7 Probability Case Study

7.1 Objectives

Use R to simulate a probabilistic model.
Use basic counting methods.

7.2 Introduction to probability models

In this second block of material we will focus on probability models. We will take two approaches, one is mathematical and the other is computational. In some cases we can use both methods on a problem and in others only the computational approach is feasible. The mathematical approach to probability modeling allows us insight into the problem and the ability to understand the process. Simulation has a much greater ability to generalize but can be time intensive to run and often requires the writing of custom functions.

This case study is extensive and may seem overwhelming, but do not worry. We will discuss these ideas again in the many chapters we have coming up this block.

7.3 Probability models

Probability models are an important tool for data analysts. They are used to explain variation in outcomes that cannot be explained by other variables. We will use these ideas in the Statistical Modeling Block to help us make decisions about our statistical models.

Often probability models are used to answer a question of the form “What is the chance that …..?” This means that we typically have an experiment or trial where multiple outcomes are possible and we only have an idea of the frequency of those outcomes. We use this frequency as a measure of the probability of a particular outcome.

For this block we will focus just on probability models. To apply a probability model we will need to

Select the experiment and its possible outcomes.
Have probability values for the outcomes which may include parameters that determine the probabilities.
Understand the assumptions behind the model.

7.4 Case study

There is a famous example of a probability question that we will attack in this case study. The question we want to answer is “In a room of \(n\) people what is the chance that at least two people have the same birthday?”

Exercise:
The typical classroom at USAFA has 18 students in it. What do you think the chance that at least two students have the same birthday?⁷²

7.4.1 Break down the question

The first action we should take is to understand what is being asked.

What is the experiment or trial?
What does it mean to have the same birthday?
What about leap years?
What about the frequency of births? Are some days less likely than others?

Exercise:
Discuss these questions and others that you think are relevant.⁷³

The best first step is to make a simple model, often these are the only ones that will have a mathematical solution. For our problem this means we answer the above questions.

We have a room of 18 people and we look at their birthdays. We either have two or more birthdays matching or not; thus there are two outcomes.
We don’t care about the year, only the day and month. Thus two people born on May 16th are a match.
We will ignore leap years.
We will assume that a person has equal probability of being born on any of the 365 days of the year.
At least two means we could have multiple matches on the same day or several different days where multiple people have matching birthdays.
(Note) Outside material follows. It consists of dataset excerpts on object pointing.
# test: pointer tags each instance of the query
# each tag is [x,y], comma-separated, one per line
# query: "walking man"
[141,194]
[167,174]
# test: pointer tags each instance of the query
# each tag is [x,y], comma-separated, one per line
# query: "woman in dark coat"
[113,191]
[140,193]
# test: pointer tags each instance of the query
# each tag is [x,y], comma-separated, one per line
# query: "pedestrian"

7.4.2 Simulate (computational)

Now that we have an idea about the structure of the problem, we next need to think about how we would simulate a single classroom. We have 18 students in the classroom and they all could have any of the 365 days of the year as a birthday. What we need to do is sample birthdays for each of the 18 students. But how do we code the days of the year?
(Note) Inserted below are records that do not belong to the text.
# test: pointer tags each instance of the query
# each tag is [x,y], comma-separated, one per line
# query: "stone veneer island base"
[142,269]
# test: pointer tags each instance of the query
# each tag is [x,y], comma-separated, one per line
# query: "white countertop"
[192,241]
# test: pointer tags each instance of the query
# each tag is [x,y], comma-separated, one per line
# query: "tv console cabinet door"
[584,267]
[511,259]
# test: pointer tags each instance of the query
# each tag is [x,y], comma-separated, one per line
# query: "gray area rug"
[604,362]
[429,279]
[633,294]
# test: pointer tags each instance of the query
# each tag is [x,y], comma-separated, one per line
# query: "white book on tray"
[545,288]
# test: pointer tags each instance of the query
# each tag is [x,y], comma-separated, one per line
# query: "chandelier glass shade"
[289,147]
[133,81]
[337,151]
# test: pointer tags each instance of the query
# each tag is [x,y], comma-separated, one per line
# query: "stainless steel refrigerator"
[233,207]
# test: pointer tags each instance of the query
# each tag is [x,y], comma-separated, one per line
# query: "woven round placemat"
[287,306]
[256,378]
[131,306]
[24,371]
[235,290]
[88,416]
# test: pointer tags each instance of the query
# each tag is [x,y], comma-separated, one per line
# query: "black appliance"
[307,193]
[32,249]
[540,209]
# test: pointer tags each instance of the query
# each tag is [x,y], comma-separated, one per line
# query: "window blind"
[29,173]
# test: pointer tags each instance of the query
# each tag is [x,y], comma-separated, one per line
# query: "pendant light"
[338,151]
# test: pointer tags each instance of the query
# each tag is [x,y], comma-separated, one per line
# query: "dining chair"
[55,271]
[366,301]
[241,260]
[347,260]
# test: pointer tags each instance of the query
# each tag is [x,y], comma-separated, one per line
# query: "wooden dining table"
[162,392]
An easy solution is to just label the days from 1 to 365. The function seq() does this for us.

days <- seq(1,365)

Next we need to pick one of the days using the sample function. Note that we set the seed to get repeatable results, this is not required.

set.seed(2022)
sample(days,1)

## [1] 228

The first person was born on the 228th day of the year.
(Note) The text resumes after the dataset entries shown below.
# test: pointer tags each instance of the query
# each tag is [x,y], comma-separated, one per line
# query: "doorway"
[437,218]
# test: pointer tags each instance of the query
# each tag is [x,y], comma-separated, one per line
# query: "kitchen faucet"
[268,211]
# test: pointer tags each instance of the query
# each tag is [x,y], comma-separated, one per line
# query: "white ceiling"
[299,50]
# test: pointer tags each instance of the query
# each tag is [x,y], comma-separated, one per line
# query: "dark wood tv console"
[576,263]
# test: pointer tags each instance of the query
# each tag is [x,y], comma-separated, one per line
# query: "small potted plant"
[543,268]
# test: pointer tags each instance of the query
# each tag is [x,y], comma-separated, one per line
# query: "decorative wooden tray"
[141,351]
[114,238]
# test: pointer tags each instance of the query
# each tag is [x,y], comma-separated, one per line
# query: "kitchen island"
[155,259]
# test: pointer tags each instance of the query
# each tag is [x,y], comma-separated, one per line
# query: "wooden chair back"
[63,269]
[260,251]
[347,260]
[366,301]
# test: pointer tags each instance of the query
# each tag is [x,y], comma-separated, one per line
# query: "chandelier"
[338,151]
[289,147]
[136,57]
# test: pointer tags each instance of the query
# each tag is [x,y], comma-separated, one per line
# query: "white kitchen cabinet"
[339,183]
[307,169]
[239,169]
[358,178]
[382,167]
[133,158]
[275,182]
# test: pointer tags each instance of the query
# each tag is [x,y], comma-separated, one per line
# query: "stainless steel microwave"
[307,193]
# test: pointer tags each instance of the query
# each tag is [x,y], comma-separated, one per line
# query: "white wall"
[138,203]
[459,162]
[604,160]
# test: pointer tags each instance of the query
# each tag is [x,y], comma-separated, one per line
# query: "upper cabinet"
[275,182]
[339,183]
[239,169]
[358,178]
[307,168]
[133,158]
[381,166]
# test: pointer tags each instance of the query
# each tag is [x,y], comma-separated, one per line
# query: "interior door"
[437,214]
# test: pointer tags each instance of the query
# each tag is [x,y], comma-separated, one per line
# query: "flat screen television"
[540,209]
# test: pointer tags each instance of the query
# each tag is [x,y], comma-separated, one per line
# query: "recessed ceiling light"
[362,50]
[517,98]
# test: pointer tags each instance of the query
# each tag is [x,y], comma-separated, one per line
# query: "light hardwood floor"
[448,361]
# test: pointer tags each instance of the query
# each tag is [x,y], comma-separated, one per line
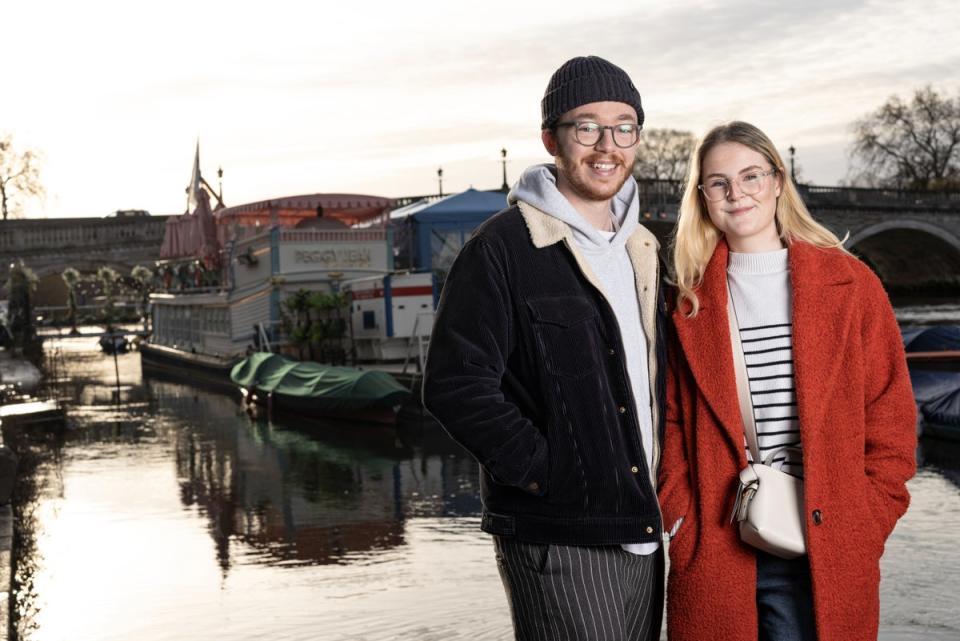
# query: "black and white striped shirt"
[760,287]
Since R works on vectors, we don’t have to write a loop to select 18 days, we just have sample() do it for us.

class <- sample(days,size=18,replace = TRUE)
class

##  [1] 206 311 331 196 262 191 206 123 233 270 248   7 349 112   1 307 288 354

What do we want R to do? Sample from the numbers 1 to 365 with replacement, which means a number can be picked more than once.

Notice in our sample we have at least one match, although it is difficult to look at this list and see the match. Let’s sort them to make it easier for us to see.

sort(class)

##  [1]   1   7 112 123 191 196 206 206 233 248 262 270 288 307 311 331 349 354

The next step is to find a way in R for the code to detect that there is a match.

Exercise:
What idea(s) can we use to determine if a match exists?

We could sort the data and look at differences in sequential values and then check if the set of differences contains a zero. This seems to be computationally expensive. Instead we will use the function unique() which gives a vector of unique values in an object. The function length() gives the number of elements in the vector.

length(unique(class))

## [1] 17

Since we only have 17 unique values in a vector of size 18, we have a match. Now let’s put this all together to generate another classroom of size 18.

length(unique(sample(days,size=18,replace = TRUE)))

## [1] 16

The next problem that needs to be solved is how to repeat the classrooms and keep track of those that have a match. There are several functions we could use to include replicate() but we will use do() from the mosaic package because it returns a data frame so we can use tidyverse verbs to wrangle the data.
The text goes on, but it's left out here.